An der Kanzlerin arbeiten sich Viele ab. Liegt das an ihr? Oder ist Mancher kleiner, als er denkt?

Ein Kommentar von Jan Rübel

Heute ist mal wieder solch ein Tag, an dem sich Angela Merkels Ohnmacht zeigt. Mit den Ministerpräsidenten wird sie sich per Videoschalte zusammensetzen, es geht um Öffnungen im Land. Da werden dann die Länderchefs Vollmundiges verkünden – bloß brauchen sie dafür Merkel nicht.

Am Anfang der Corona-Krise agierte die Kanzlerin besonnen, man orientierte sich an ihr. Selbst ihre Virenverbreitungserklärung wurde international ein YouTube-Hit. Da scharten sich die Ministerpräsidenten um sie. Doch nun, wo es um Profilierung geht, nutzen sie ihre Länderkompetenzen und scheren sich nicht um Absprachen mit dem Kanzleramt. Merkel wird sich heute darauf beschränken zu moderieren und Mindestgrößen festzulegen: Ab einer gewissen Anzahl von Neuinfektionen in einem gewissen Areal ist wieder Schluss mit lustig.
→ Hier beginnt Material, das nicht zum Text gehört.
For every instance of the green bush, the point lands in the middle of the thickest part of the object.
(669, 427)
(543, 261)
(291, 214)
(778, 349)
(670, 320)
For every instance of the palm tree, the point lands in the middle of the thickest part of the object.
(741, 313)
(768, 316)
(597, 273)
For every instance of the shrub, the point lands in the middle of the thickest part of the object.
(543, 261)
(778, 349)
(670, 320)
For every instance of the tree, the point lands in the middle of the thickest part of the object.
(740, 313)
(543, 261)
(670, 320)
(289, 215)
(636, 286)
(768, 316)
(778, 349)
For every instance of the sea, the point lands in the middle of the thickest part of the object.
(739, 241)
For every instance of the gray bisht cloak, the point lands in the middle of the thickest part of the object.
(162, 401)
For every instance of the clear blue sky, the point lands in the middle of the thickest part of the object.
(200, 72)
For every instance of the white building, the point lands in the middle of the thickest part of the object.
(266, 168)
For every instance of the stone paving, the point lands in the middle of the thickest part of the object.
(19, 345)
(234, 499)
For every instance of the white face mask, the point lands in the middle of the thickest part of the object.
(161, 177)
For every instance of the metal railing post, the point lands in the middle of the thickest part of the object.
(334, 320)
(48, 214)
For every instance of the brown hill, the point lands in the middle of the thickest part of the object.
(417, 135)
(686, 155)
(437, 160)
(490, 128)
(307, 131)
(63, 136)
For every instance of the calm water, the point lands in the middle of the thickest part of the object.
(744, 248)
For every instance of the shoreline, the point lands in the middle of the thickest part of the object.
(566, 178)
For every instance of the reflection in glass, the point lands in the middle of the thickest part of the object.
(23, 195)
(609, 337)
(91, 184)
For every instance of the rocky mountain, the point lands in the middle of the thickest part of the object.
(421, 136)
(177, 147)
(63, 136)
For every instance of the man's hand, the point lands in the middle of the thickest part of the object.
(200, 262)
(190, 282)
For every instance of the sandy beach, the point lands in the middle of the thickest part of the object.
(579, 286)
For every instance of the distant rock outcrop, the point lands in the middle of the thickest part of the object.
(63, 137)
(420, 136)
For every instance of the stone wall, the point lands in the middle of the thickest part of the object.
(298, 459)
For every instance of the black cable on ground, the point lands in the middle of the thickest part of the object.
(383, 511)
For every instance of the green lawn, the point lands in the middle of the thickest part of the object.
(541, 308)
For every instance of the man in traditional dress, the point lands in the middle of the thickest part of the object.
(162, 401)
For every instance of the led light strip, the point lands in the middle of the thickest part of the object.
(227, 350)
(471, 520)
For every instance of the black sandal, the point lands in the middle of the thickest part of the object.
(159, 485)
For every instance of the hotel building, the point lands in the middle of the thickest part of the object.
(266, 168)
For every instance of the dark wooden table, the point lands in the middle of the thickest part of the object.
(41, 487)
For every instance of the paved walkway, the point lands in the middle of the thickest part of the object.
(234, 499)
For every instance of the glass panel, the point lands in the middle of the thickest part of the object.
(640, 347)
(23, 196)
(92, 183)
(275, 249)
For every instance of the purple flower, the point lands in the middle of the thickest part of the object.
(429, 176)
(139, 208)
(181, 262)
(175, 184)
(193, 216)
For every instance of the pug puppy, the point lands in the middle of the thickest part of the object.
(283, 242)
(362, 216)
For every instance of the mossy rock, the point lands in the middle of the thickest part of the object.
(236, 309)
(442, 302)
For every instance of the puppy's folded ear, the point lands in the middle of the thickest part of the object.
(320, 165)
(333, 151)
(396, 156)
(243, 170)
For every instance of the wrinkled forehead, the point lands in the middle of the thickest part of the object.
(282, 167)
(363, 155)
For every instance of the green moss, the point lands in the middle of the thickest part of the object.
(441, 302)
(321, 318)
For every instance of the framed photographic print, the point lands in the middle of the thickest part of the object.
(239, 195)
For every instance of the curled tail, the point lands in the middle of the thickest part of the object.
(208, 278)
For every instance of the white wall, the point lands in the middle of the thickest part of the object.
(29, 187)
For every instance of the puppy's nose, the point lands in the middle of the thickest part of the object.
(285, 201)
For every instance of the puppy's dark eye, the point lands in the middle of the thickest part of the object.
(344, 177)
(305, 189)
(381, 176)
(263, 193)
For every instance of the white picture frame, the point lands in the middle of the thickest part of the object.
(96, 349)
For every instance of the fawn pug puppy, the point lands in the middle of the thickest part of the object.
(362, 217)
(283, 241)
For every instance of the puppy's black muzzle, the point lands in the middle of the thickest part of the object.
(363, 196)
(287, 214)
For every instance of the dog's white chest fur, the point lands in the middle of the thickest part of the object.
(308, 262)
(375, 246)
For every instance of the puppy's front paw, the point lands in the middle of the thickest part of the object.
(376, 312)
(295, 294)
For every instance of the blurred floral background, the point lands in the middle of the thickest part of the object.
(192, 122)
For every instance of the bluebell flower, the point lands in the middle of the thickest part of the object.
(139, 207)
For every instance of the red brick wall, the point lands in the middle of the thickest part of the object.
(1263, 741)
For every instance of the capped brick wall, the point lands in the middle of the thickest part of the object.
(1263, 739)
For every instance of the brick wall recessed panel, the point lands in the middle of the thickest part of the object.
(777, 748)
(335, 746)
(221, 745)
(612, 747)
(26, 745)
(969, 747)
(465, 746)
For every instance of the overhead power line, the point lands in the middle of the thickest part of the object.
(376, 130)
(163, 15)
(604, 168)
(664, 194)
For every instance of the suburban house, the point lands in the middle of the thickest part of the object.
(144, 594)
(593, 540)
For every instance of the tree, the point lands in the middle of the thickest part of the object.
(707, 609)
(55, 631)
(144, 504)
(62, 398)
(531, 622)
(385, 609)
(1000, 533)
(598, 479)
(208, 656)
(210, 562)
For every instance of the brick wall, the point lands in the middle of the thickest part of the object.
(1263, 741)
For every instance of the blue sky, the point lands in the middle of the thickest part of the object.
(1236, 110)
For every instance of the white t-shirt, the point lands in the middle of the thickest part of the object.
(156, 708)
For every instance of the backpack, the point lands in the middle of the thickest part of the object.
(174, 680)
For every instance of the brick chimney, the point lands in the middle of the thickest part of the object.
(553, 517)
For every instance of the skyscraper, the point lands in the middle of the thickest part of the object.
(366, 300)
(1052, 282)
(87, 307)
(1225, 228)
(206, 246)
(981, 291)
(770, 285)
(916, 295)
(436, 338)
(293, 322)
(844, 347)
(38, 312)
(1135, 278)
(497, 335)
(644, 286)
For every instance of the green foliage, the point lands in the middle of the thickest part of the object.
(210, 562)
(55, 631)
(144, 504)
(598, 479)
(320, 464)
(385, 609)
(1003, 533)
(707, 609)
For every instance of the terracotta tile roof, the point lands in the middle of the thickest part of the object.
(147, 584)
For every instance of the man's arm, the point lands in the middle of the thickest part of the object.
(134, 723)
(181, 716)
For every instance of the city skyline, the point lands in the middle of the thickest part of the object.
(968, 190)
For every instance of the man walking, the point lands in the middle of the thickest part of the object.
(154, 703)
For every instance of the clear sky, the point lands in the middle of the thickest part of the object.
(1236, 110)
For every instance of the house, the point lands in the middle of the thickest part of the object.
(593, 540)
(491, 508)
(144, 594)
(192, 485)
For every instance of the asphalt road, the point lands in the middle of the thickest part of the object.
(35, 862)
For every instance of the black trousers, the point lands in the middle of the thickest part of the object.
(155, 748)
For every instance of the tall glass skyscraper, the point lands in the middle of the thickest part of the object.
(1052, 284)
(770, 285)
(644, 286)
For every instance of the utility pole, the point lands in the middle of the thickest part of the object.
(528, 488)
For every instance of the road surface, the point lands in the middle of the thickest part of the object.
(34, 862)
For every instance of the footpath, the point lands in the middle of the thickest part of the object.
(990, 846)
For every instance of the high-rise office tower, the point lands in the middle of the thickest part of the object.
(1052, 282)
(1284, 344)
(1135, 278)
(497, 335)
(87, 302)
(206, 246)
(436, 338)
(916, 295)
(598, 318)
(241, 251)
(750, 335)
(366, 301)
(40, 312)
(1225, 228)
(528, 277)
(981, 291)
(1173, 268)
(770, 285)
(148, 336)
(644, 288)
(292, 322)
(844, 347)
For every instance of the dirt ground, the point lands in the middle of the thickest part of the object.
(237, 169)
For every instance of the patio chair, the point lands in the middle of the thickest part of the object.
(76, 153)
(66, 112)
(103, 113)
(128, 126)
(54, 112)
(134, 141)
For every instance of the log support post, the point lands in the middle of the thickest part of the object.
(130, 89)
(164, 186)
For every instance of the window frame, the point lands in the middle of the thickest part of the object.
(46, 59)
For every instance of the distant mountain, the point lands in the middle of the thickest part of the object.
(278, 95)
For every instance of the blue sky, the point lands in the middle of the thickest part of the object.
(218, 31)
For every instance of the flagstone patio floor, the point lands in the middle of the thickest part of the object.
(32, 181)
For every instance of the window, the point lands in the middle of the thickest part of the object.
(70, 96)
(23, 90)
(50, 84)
Normal ist das alles nicht. Vor ein paar Monaten galt Merkel als die abgeschriebenste Kanzlerin des Sonnensystems. Mehr als eine Lame Duck. Dann wähnte man sie gar in einem schwarzen Loch, so wenig gab sie von sich hören.

Doch mit dem Auftritt von Corona ist Krisenmanagement angesagt, und das kann die Kanzlerin. Seitdem gibt es wieder dieses seltsame Pingpong aus Hosianna und Kreuzigt sie: Ihr vermeintlicher Ex-Intimfeind Horst Seehofer sinniert öffentlich über einen Rückzug von ihrem Rückzug, dass sie also im Herbst 2021 für eine fünfte Amtszeit bei den Bundestagswahlen kandidieren könnte. Und gleichzeitig zetern Leute über sie, als wäre sie Staatsfeindin Nr. 1.

Testosteron auf Kanal 1

Da gibt es einen Theatermenschen, der sich gern als einsame Cowboy inszeniert, also gab er in einem Interview preis: „Ich möchte mir von Frau Merkel nicht mit einem weinerlichen Gesicht sagen lassen, dass ich mir die Hände waschen muss. Das beleidigt meine bürgerliche Erziehung.“ Welch ein Akt von Emanzipation! Da hat sich der 68-jährige Frank Castorf endlich von Mutti befreit. Nur das mit der Hygiene sollte er sich vielleicht überlegen. Sonst könnte man noch meinen, neben dem riesigen Ego Castorfs habe nur noch sein kindisches Verhalten Platz.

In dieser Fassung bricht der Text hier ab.